Pool Playing Robot Destined For Trouble In River City

You’d think pool should be an easy game for a robot to play, right? It’s all math — geometry to figure out the angles and basic physics to deal with how much force is needed to move the balls. On top of that, it’s constrained to just two dimensions, so it should be a breeze.

Any pool player will tell you there’s much, much more to the game in real life, but still, a robot to play pool against would be a neat trick. As a move toward that goal, [BVarv] wisely decided on a miniature mockup of a pool-playing robot, and in the process reinvented the pool table itself. Realizing that a tracked or wheeled robot would have a tough time maneuvering around the base of a traditional pool table, his model pool table is a legless design that looks like something from IKEA. But the pedestal support allows the robot to be attached to the table and swing around in a full circle, and this allowed him to work through the kinematics as shown in the charming stop-action video below.

[BVarv] has gotten as far as motion control on the swing axis, as well as on the arms that will eventually hold the cue. He plans overhead image analysis for identifying shots, and of course there’s the whole making it full-size thing to do. We’d love to play a game or two against a bot, so we hope he gets there. In the meantime, how about a little robo-air hockey?

15 thoughts on “Pool Playing Robot Destined For Trouble In River City

  1. As someone who used to play professional competition pool, I would have to say that this design is heading for a number of iterations.

    I love it all the same even for it’s novelty factor as well.

    It would be a good project for CV and neural net learning.
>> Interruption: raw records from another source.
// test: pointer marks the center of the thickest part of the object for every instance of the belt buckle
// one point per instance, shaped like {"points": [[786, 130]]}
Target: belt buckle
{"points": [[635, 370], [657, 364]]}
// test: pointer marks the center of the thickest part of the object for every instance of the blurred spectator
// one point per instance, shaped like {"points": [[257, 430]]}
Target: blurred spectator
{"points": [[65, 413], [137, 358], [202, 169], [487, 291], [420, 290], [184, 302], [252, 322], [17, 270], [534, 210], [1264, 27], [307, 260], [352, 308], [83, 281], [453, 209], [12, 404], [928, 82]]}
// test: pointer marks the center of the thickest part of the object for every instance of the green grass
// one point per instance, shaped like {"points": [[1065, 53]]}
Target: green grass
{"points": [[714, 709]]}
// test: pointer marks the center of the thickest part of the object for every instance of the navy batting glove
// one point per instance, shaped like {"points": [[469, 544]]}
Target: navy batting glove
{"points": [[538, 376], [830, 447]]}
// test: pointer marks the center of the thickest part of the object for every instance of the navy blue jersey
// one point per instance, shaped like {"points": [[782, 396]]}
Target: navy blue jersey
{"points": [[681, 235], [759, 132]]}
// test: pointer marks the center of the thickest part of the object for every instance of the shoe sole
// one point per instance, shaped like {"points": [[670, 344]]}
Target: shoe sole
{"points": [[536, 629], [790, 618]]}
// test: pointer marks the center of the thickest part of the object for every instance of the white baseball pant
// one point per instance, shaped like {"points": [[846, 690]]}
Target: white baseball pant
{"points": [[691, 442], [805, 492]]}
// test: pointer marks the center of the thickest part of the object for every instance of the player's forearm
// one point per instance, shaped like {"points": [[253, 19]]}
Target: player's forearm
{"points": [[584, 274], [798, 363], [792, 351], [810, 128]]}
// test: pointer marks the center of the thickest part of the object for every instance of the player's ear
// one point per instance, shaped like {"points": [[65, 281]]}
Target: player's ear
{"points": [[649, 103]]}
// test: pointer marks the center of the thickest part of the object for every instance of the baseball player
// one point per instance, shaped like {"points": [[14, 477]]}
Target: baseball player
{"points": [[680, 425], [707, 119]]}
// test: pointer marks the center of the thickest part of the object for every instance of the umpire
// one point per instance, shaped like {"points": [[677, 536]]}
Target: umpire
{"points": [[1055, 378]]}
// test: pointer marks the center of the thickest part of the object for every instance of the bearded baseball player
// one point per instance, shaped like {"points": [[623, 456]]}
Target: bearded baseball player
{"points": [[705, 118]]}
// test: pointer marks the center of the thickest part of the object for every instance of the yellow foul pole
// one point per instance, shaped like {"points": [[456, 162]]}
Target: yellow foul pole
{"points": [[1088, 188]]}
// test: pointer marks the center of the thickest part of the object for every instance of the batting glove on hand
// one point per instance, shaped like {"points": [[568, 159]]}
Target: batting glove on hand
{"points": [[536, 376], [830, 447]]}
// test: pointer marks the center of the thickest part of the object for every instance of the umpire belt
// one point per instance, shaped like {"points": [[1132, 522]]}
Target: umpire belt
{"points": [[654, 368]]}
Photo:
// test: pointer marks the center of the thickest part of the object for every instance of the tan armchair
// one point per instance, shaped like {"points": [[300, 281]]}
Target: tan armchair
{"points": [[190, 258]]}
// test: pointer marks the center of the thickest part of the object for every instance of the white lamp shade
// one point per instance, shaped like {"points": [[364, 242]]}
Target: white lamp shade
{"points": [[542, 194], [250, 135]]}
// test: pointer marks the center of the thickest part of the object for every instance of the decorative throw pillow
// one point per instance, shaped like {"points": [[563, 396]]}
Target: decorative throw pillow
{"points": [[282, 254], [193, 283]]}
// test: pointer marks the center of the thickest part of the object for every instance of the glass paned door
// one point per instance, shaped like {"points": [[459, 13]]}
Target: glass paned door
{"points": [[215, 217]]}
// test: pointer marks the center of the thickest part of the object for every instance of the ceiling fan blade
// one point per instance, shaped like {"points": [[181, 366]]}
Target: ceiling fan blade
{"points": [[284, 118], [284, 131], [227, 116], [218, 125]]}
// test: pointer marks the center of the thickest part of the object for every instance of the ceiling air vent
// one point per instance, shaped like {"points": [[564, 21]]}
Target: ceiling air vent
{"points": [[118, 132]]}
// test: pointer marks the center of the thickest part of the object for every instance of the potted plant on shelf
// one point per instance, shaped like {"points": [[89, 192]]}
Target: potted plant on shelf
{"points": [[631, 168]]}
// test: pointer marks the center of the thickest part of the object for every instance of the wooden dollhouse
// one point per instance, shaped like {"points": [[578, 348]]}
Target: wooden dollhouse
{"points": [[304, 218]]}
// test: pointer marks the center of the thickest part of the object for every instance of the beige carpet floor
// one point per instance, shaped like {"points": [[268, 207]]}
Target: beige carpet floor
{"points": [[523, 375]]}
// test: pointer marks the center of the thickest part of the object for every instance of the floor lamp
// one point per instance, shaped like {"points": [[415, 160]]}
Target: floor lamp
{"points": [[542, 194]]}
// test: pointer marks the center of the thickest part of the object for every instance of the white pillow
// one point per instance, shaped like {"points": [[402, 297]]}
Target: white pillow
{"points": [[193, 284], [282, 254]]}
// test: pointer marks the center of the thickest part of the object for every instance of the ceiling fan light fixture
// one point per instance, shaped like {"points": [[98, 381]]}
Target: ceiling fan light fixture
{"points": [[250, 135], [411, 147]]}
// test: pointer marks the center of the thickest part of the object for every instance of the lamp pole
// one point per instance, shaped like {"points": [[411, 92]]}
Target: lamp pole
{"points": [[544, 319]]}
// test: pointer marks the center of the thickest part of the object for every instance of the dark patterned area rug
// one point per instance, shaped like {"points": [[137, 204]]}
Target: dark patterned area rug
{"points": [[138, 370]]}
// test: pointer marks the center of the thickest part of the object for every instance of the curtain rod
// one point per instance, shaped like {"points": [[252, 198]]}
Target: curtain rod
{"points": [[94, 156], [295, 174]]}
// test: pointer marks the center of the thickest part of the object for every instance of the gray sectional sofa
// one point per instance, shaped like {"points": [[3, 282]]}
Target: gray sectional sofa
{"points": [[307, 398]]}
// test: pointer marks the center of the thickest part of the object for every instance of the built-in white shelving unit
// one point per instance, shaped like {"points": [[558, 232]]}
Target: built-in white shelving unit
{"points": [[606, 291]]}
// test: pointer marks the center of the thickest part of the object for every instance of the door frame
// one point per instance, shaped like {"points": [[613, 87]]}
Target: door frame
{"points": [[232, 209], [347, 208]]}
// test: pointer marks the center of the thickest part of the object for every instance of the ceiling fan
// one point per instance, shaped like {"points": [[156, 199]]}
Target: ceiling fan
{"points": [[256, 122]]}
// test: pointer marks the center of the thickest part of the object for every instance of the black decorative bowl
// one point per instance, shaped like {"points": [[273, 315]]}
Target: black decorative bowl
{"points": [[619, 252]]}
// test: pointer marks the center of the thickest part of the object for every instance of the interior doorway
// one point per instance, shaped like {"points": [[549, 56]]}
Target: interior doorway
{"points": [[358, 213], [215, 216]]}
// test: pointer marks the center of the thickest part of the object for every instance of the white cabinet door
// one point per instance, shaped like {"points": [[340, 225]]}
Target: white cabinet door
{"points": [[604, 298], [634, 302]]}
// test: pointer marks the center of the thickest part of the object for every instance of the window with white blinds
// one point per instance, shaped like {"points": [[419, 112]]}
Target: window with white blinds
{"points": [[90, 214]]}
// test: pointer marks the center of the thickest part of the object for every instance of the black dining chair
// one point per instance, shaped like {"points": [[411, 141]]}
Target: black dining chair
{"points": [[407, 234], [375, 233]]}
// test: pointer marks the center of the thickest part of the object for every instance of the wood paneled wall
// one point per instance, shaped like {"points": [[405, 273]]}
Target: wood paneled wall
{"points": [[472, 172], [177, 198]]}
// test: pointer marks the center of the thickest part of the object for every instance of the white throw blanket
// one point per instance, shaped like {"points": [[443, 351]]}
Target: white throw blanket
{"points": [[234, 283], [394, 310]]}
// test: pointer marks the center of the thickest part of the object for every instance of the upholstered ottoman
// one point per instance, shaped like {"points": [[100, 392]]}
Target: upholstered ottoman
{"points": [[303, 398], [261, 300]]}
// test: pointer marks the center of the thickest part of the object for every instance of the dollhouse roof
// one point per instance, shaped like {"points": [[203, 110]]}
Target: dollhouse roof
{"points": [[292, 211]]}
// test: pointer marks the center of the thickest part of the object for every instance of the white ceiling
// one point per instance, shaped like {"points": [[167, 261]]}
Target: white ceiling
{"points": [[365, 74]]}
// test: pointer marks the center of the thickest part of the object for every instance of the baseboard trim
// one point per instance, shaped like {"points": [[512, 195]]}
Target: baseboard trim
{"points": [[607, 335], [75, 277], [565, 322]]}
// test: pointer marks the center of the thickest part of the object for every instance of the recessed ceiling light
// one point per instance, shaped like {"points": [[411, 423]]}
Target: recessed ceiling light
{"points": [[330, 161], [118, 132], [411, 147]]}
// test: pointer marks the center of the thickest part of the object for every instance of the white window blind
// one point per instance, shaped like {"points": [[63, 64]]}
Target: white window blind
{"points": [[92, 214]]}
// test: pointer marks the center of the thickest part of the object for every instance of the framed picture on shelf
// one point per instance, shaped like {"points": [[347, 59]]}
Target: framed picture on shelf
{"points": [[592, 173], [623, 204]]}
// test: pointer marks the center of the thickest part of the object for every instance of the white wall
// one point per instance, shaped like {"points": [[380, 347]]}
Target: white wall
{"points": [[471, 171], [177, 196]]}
      1. Yeah but, as he said, making pool balls go to places relies on 3D action. And making the balls go in the pockets is the game. It might be 2D in theory, but 3D in practice. Working out the angles is 2D. Then again you could say where to hit the ball is 2D too, since it’s a matter of whereabouts on the circle presented by it, that you hit that matters.
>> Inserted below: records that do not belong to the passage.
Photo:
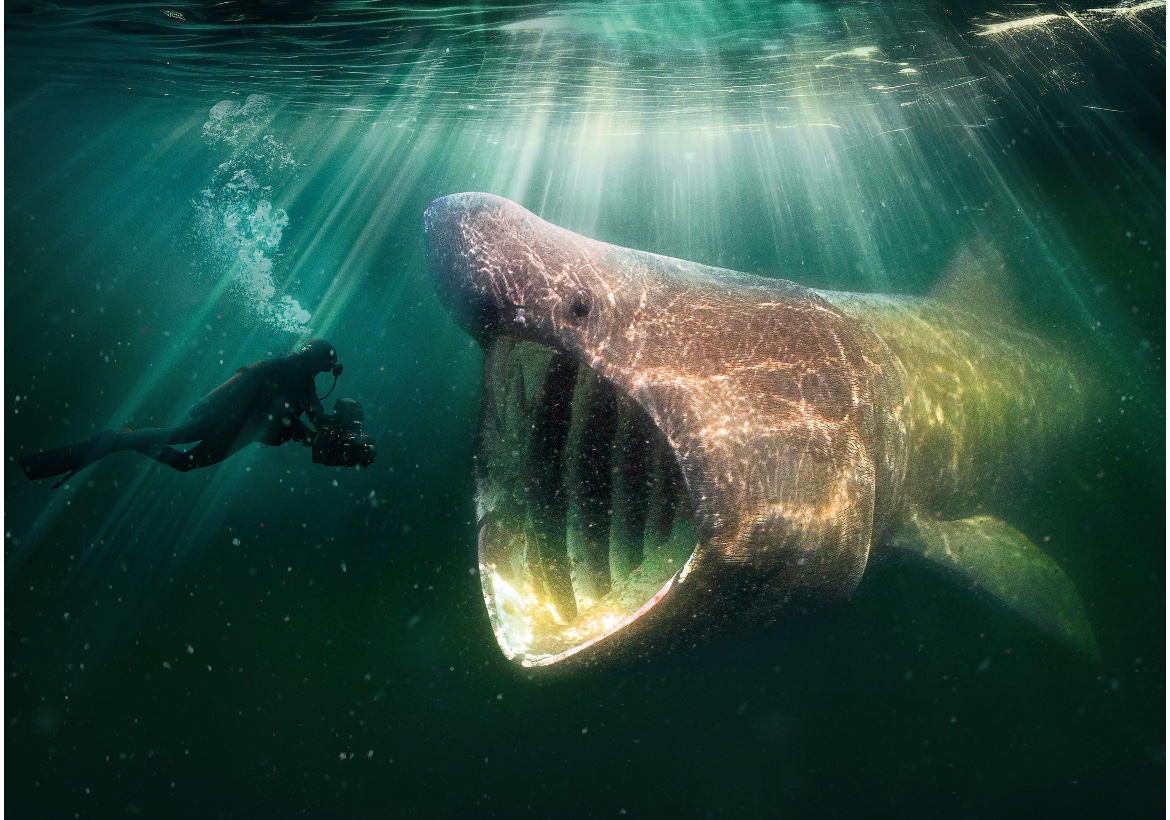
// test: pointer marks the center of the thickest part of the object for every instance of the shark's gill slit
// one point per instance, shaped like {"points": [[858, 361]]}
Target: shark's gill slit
{"points": [[544, 480], [584, 508], [590, 482]]}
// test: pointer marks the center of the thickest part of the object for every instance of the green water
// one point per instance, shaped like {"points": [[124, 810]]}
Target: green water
{"points": [[269, 638]]}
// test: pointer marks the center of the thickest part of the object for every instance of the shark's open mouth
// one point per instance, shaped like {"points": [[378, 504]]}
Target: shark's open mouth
{"points": [[584, 516]]}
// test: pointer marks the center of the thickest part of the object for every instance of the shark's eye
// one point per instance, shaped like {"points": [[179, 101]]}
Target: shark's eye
{"points": [[579, 308]]}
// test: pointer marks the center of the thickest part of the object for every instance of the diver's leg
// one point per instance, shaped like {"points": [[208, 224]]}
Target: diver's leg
{"points": [[74, 457], [204, 454]]}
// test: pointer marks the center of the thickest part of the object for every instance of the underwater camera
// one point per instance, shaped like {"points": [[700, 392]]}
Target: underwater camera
{"points": [[339, 441]]}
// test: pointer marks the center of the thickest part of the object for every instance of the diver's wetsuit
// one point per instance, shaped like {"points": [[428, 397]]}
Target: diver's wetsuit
{"points": [[262, 402]]}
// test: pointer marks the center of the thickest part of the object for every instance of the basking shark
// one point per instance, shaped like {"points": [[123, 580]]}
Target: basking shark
{"points": [[669, 449]]}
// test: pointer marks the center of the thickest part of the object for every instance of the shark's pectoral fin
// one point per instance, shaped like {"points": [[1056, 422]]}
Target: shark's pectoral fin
{"points": [[1002, 560]]}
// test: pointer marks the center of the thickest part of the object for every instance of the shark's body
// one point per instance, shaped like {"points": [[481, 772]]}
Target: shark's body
{"points": [[668, 447]]}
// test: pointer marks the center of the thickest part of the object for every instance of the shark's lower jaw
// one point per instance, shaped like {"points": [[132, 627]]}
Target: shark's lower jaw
{"points": [[584, 517]]}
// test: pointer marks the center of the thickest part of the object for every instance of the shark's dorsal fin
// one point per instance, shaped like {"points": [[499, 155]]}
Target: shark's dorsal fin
{"points": [[977, 278], [999, 559]]}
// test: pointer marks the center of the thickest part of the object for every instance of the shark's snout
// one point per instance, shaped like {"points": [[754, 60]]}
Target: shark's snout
{"points": [[459, 261]]}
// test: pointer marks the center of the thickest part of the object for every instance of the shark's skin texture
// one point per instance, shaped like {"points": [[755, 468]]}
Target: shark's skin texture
{"points": [[810, 428]]}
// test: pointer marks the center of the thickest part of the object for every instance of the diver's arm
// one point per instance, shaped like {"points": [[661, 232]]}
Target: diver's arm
{"points": [[301, 432]]}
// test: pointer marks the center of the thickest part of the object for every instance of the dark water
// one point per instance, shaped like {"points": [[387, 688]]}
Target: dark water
{"points": [[190, 186]]}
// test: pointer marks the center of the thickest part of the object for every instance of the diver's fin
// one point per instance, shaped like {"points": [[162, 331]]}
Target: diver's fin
{"points": [[70, 459], [977, 278], [999, 559]]}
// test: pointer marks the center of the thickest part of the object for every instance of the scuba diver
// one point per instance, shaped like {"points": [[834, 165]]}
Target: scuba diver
{"points": [[262, 402]]}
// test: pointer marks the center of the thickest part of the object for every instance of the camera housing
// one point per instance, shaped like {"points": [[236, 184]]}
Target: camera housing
{"points": [[339, 440]]}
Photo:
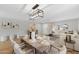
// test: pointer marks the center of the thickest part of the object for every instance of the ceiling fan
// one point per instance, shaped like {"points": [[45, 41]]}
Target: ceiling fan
{"points": [[36, 13]]}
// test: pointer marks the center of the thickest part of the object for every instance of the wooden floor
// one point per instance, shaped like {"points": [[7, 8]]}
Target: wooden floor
{"points": [[71, 51]]}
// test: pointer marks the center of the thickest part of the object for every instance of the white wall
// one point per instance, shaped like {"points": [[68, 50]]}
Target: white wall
{"points": [[72, 23]]}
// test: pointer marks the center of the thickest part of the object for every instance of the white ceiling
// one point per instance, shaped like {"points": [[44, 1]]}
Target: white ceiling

        So if it were me I might program it that way, one module to analyse the table, another to figure out where to hit the ball to get it to behave. But then that relies on calculating things like spin, where the ball won’t just go in a straight line. So that makes the angular calcs more complicated too.

        So the moral of the story is “it’s quite complicated”!

        1. Indeed it’s very complicated when you include spin and arc paths but you don’t have to do that to begin with. The cue ball has a neutral strike point that creates no initial spin.

          There are good pool software emulators out there so it can be done.

  2. It’d be cool if he actually gets it to work, but I doubt he ever will. Pool is much more of an art than a science, since pool balls don’t act like light rays bouncing off of front surfaced mirrors. There’s always friction involved, and it’s enough to throw off even the easiest of shots. Good players a are great at dealing with those, but not so great at explaining how they do it, usually involving words like “just a little bit of” or “a little more of … than you’d think”.

    1. Pool is an art on a public table with public cues. In competition a lot of the difficult variables are removed – consistent nap flow, level table, balanced cue with a symmetrical / spherical tip. I think a micro could do well at determining the ratios and limits.

      As for how to win, it’s actually all about where you leave the white ball positioned after the shot.